The “ghetto president” grew up in a slum in the capital, Kampala. His background and his efforts to promote social justice in his country through his music and as a politician have endeared him to this younger, more urban generation.
But Bobi Wine has also surprised authorities by drawing big crowds of supporters in rural areas – thought to be a bastion of support for President Museveni.
Tensions are high, and the campaign has been marred by serious violence, which has left dozens killed and hundreds more arrested.
Officials have cited measures brought in to tackle the Covid-19 pandemic for their efforts to break up political gatherings. But Human Rights Watch has alleged that security forces are using these regulations “as a pretext to violate rights and clamp down on the opposition and the media”.

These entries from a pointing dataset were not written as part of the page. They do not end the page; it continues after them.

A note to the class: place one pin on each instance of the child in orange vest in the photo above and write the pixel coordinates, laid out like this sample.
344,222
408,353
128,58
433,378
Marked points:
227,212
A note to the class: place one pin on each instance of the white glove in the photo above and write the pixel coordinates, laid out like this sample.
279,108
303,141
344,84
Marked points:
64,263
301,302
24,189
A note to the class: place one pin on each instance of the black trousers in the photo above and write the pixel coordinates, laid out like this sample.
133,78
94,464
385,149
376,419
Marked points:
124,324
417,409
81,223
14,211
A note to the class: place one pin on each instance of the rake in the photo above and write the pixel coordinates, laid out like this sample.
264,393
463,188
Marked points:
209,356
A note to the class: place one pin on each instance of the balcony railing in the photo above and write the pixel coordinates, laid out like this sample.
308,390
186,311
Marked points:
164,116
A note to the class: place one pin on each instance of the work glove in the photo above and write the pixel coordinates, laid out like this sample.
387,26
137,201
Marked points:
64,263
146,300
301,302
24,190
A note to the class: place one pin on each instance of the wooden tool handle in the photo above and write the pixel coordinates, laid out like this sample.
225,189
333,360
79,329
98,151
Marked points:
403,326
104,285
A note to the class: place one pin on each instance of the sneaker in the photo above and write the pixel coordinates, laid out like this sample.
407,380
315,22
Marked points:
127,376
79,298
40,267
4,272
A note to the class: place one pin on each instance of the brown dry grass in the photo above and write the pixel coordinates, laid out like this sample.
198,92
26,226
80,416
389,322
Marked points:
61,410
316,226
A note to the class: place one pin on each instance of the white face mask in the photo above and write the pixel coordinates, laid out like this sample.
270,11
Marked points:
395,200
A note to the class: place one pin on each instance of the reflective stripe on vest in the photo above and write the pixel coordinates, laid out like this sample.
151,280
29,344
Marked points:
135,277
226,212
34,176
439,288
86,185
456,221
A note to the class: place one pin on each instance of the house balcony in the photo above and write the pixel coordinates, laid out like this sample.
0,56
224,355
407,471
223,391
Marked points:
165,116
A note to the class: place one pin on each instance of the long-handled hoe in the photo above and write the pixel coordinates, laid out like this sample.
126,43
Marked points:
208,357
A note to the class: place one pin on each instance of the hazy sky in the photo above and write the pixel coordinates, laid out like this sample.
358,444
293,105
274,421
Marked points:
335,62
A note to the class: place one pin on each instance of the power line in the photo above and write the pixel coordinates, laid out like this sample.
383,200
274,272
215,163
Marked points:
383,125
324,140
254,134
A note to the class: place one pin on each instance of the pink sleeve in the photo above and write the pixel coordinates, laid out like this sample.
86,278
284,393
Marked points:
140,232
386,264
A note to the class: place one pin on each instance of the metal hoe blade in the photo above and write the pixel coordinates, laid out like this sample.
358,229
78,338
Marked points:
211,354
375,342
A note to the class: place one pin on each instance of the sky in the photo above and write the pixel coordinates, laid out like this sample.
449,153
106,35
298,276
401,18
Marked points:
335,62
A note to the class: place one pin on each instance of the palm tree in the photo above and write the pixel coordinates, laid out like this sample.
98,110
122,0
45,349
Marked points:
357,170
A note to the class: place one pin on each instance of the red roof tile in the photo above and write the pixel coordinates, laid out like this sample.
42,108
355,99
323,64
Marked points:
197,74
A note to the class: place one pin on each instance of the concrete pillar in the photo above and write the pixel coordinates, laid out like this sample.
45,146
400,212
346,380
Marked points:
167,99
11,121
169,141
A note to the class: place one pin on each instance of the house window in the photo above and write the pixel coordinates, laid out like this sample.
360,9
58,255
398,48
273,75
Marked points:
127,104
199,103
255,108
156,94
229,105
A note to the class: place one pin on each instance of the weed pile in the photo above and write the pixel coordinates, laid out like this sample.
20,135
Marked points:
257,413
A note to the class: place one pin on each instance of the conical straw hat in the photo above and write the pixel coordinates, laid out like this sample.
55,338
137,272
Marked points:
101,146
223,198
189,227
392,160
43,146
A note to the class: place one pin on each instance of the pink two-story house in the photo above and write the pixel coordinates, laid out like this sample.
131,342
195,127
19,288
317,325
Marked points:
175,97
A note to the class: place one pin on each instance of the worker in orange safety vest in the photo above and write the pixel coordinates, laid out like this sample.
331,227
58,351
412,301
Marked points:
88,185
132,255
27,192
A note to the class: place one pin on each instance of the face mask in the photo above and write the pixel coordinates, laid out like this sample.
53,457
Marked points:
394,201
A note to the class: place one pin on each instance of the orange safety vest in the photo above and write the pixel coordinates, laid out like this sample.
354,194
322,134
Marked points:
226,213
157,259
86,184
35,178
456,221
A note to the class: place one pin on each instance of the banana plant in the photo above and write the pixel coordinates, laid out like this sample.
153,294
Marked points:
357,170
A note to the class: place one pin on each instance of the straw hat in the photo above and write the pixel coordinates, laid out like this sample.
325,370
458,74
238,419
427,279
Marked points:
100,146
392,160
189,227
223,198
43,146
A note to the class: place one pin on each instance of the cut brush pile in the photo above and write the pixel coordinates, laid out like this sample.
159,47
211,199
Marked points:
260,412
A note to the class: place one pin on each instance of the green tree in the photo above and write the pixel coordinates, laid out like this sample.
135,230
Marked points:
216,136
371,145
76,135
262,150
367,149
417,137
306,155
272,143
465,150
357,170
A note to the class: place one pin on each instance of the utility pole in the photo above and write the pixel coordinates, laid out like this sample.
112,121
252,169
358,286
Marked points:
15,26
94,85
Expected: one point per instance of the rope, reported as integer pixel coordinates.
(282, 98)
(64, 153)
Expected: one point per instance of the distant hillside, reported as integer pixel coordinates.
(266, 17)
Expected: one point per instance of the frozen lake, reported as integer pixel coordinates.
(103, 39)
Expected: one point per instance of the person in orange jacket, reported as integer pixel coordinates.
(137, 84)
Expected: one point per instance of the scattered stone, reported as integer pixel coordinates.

Bobi Wine himself was arrested last November for allegedly breaching Covid measures. His detention sparked protest which led to a wave of arrests and left dozens dead, mostly allegedly shot by the security forces.
Afterwards, Security Minister Elly Tumwine pointed to the fact that 11 security personnel had been injured and said: “police have a right to shoot you and kill you if you reach a certain level of violence”.
“Can I repeat? Police have a right to shoot you and you die for nothing…. do it at your own risk.”
Bobi Wine has since taken to wearing a bullet-proof vest and helmet on the campaign trail.
At the end of last year, he halted his campaign after a number of his team were injured as security forces dispersed one of his political rallies. He later told broadcaster CNN he had survived several assassination attempts.